Regional coverage of a coordinated mesocosm field experiment, with an example of one of the experiments conducted at Lac Croche (Laurentians, Quebec, Canada) (figure modified from Hintz et al. 2022b).
A regulatory-question
Many questions remain unanswered. However, what we now know is that the long-term water quality guidelines (Canada: 120 mg Cl⁻1L⁻1 and USA: 230 mg Cl⁻1L⁻1 ) and short-term (Canada: 640 mg Cl⁻1L⁻1 ; USA: 860 mg Cl⁻1L⁻1) for chloride concentrations are too high to protect aquatic life in Canada and the UNITED STATES. For reference, a pinch of salt in a boiler of water corresponds to approximately 0.3 mg of Cl⁻1/L⁻1.
In other words, adverse effects are observed at much smaller concentrations. The regulations therefore need to be reviewed in Canada and the United States. In Europe, saline water quality standards for the protection of aquatic life in water ecosystems are mostly absent.

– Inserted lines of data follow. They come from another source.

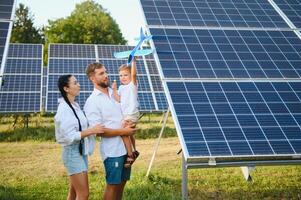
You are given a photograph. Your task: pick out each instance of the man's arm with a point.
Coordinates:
(115, 91)
(108, 132)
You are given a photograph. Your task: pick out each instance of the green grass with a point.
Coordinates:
(41, 128)
(31, 168)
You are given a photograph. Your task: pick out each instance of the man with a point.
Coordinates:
(101, 108)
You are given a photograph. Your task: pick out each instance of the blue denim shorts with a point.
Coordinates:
(115, 170)
(73, 161)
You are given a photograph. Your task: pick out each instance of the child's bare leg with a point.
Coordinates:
(128, 144)
(133, 141)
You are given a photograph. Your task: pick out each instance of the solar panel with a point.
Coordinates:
(22, 79)
(237, 119)
(191, 53)
(4, 30)
(220, 13)
(76, 65)
(292, 9)
(231, 71)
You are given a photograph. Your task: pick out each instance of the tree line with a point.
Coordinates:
(88, 23)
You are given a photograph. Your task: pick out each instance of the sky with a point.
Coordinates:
(127, 13)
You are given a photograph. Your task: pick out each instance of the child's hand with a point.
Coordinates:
(114, 85)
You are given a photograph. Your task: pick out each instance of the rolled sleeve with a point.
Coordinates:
(66, 129)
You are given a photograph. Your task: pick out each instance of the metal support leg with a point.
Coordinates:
(184, 179)
(247, 172)
(158, 142)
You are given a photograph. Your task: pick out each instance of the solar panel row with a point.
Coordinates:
(231, 71)
(22, 79)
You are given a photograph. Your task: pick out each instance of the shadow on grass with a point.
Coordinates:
(47, 134)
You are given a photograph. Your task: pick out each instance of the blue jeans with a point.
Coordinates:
(116, 173)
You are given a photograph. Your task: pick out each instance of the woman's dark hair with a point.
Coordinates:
(64, 82)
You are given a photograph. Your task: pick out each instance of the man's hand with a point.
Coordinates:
(114, 85)
(129, 131)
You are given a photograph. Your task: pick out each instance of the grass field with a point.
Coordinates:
(31, 168)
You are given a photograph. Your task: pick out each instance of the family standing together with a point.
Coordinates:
(109, 113)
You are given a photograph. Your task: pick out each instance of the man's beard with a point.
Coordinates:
(104, 85)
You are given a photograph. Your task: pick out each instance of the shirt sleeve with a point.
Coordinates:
(93, 113)
(66, 127)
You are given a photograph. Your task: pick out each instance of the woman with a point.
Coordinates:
(72, 132)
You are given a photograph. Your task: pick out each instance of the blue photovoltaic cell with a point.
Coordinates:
(23, 66)
(6, 7)
(4, 26)
(22, 79)
(25, 51)
(161, 100)
(22, 83)
(219, 13)
(292, 9)
(215, 123)
(20, 102)
(65, 65)
(190, 53)
(72, 51)
(112, 66)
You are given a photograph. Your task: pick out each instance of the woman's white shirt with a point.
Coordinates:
(67, 128)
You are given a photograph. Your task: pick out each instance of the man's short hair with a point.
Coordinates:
(91, 68)
(124, 67)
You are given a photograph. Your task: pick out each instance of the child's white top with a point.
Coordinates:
(128, 98)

The importance of taking concrete action
The guidelines relating to water quality for the protection of aquatic life are usually established using laboratory tests (called toxicological tests) on a single species.
However, aquatic habitats harbor a complex mix of predators, prey, competitors and pathogens, the interactions of which can limit our ability to predict community and species responses to pollutants.
Thus, collective research published in this special issue also highlights the importance of understanding ecological responses in multispecies communities in the wild to assess the responses of freshwater life to human impacts.
Globally, we should develop more sustainable and efficient alternative applications and technologies.
We also need to establish more appropriate water quality guidelines to improve controls on salts entering our freshwater environments to reduce harmful effects on aquatic life and the quality of our freshwater resources.
Alison Derry, Associate Professor, University of Quebec in Montreal (UQAM); Miguel Cañedo-Argüelles, Profesor lector en Ecología, Universitat de Barcelona, and Stephanie J Melles, Associate Professor, Spatial Ecology, Toronto Metropolitan University
Cet article is republished from The Conversation under a Creative Commons license. Read the original article.